In such times I wonder why I was born as a girl. Why does menstruation occur to us? Why am I not a boy? I feel very annoyed."
"This photo (above) is of my brother's marriage in the village. During periods we are not allowed to go to such social gatherings.
Even if we go, we have to stay separate to everyone else."
"In this photo (above) my mum, my brother and a school teacher are eating a meal. Menstrual girls have to stay separate while eating and this means I am kept away from my regular eating place.
In this moment I don't feel like I am a member of my family. I don't even like to eat. I feel like crying.
I'd like to question why it is believed that menstruation is a sin. My parents say that if I do not follow the social customs something very bad will happen. I ask myself, how long do I have to go on like this?"
“When girls experience their first menstruation they are not allowed to look into mirrors. I think that is wrong.” - Sushma Diyali, 15
Sushma Diyali lives with her mother and father as well as her younger sister Sony, 13, and Bibesh, five. She likes reading story books and painting.
Her parents do not impose any restrictions on her when she is menstruating, although she had to move out of the family home during her first period. She documents the struggles faced by her friends, as well as the lack of vital sanitation at her school.
When she grows up, Sushma wants to be a doctor.
"This is a picture of the mirror and comb that I use at my house (above). In our society, when girls experience their first menstruation we are not allowed to look into mirrors or comb our hair. I think that is wrong.
I have many friends whose families are really strict about these practices. I think mirrors and combs are a means of cleanliness and, as a human, it's very important that you should stay clean and healthy."
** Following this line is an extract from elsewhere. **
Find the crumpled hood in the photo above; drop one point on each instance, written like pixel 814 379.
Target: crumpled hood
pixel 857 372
"This is my friend returning home (above) because there are no pads available at school. When we menstruate we use homemade pads because they are reusable.
But sometimes we forget to carry pads along with us, and sometimes the situation can be unpredictable, meaning we have to go to home. It consumes a lot of time and we miss so many subjects and classes.
If schools had the provision to provide pads and clean drinking water, as well as proper toilets to change pads, it would lessen almost every problem we students are facing."
"This is the place (above) where I hang my pads to dry out in the sun. Here I have hung various pieces of clothes that I use as pads. We have to wash them properly with soap and water to keep ourselves safe from the various diseases we are prone to. Hygiene is very important when it comes to health."
"I don't feel like going to school during my menstruation because of various reasons such as the unavailability of pads and rooms for changing them.
Because of lack of such services, girls like me (above) have to face various discomforts especially during menstruation. If we had girl friendly toilets in our schools I, along with my friends, would be really happy and not have to miss out on our classes."
"These are the toilets in our school (above). Although we have six to seven of them, not every toilet is open. Some are under construction, some are already damaged, some have no locking system and some have no doors. All of these toilets need serious reconstruction however, nothing has been done."